激情を抑えない俺様御曹司に、最愛を注がれ身ごもりました
「あの、潤子伯母さん。香椎さんなんだけど、実乃梨と同じで、今回の縁談は遠慮しようと思っていたらしいの」
《え……そうなの?》
「うん。だから、今日はお時間ありがとうございましたって形で解散になって」
縁談は白紙になったということを、潤子伯母さんに不審に思われないよう平静を装って話す。

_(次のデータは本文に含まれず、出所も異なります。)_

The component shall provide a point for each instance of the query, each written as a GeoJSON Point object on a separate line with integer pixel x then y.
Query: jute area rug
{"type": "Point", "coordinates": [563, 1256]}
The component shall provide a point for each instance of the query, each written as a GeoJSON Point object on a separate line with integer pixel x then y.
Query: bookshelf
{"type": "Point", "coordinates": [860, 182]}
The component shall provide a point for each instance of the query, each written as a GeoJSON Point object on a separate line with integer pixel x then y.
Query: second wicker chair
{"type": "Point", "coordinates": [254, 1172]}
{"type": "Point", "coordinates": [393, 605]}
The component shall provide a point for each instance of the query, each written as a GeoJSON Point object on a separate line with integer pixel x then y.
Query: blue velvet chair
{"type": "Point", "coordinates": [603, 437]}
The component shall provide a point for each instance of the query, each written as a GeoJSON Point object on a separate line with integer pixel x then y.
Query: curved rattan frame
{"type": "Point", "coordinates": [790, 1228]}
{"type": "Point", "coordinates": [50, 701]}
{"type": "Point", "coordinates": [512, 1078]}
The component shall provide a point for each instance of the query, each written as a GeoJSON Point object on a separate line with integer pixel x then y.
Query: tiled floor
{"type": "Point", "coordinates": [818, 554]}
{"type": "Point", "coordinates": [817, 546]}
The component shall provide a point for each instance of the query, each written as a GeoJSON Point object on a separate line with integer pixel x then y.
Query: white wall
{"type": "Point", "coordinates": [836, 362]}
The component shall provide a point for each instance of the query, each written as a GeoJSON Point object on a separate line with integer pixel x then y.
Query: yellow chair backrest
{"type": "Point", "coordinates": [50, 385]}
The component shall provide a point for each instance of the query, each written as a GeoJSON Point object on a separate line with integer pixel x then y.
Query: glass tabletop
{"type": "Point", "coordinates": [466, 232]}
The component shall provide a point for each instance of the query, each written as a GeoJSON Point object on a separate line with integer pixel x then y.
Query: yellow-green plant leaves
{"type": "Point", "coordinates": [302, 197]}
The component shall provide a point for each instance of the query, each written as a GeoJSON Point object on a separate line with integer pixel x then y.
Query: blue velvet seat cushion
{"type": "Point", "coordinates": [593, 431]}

その間も私の鼓動はバクバク音を立てていて、電話のこちら側で胸に手を当てていた。
もちろん、香椎さんから要求されたことを言うわけにはいかない。
偽装婚約者になることも、同居するかもしれないことも。
《そうだったのね。それなら結果良かったわ。実乃梨が乗り気じゃないお見合いだったから、どちらにせよ見送りのご連絡はしなくちやいけないと思っていたの。香椎さんもそういうつもりだったのなら、丸く収まったわね》
「うん、そうですね」
《京香、今日は本当にありがとう。助かったわ》
「いえ、これくらいのことなら全然。良かったです」
電話の最後まで、潤子伯母さんは私に感謝の言葉を並べていた。
本当は重大なことを偽っているのに、私はそれを隠したまま通話を終わらせるしかなかった。